7 Ekim'i takip eden ilk üç ayda 100'e yakın kritik kalp krizi vakası tedavi edilirken, geçen yılın aynı döneminde sadece 63 vakaya kıyasla yüzde 35'lik bir artış yaşandı.
7 Ekim'den bu yana, geçen yılın aynı döneminde 261 hasta tedavi edilirken, 295 hasta tedavi edildi. Çalışma aynı zamanda 7 Ekim'den sonra tedavi için Doğu Kudüs'ten gelen Arap sakinlerinin sayısında da geçen yılın aynı dönemine göre yaklaşık yüzde 9'luk önemli bir azalma olduğunu gösteriyor.
ÇATIŞMALARIN BASKISI
Ayrıca Shaare Zedek Kalp Yoğun Bakım Ünitesi Direktörü Profesör Elad Asher, şunları söyledi:
"Savaş döneminin halk üzerindeki etkilerini net bir şekilde görüyoruz. Hissettiğimiz ve hala hissetmekte olduğumuz stres ve kaygı, bu süreçte ciddi kalp rahatsızlıklarının gelişmesinde etkili oluyor”

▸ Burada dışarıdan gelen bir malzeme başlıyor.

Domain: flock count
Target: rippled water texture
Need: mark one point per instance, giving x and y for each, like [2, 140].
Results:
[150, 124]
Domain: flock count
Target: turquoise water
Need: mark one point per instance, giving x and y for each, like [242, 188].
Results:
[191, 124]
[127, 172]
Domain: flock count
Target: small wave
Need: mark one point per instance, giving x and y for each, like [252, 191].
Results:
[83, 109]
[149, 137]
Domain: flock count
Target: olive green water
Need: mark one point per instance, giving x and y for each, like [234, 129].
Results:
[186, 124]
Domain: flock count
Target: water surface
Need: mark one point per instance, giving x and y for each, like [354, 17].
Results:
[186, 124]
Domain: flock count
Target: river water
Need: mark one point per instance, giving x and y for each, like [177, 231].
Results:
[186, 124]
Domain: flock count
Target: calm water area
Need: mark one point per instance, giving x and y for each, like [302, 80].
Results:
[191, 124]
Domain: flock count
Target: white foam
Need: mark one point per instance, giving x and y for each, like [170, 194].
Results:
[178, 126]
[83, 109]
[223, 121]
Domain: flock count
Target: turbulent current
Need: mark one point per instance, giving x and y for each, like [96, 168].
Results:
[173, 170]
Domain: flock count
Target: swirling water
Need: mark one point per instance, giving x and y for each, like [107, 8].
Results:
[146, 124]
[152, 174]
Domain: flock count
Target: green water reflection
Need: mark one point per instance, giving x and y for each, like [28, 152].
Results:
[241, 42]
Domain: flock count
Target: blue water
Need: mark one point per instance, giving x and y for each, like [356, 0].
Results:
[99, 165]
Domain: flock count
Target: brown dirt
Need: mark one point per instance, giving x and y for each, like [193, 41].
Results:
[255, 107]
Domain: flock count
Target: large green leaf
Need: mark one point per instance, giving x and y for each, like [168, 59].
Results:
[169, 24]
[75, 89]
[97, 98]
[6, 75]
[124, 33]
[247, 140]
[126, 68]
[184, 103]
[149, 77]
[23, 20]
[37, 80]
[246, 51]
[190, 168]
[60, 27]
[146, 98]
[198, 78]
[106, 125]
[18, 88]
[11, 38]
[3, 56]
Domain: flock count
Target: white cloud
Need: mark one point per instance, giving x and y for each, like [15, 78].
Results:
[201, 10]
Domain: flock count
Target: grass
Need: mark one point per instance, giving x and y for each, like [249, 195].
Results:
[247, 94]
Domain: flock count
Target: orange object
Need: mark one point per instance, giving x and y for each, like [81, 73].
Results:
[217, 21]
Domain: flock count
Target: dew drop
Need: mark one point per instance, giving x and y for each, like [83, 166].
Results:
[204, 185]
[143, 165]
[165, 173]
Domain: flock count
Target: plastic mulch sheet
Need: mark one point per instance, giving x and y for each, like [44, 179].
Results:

Yahudi nüfusta kalp vakalarının belirgin şekilde artması savaş stresini yansıtırken, Arap nüfusta vakaların azalması ise şehrin batı kısmındaki hastanelerden kaçınıp doğu kısmındaki hastanelere yönelmeleriyle açıklanabilir.
Entegre Kalp Merkezi Direktörü Profesör Michael Glikson, şunları ekledi:
"Kalp tedavisiyle ilgili yoğun bakım ünitesindeki personel, hasta ve kritik vaka sayısının artması ve çok büyük bir kısmının işe alınması nedeniyle savaş boyunca ağır baskı altında çalışıyor.”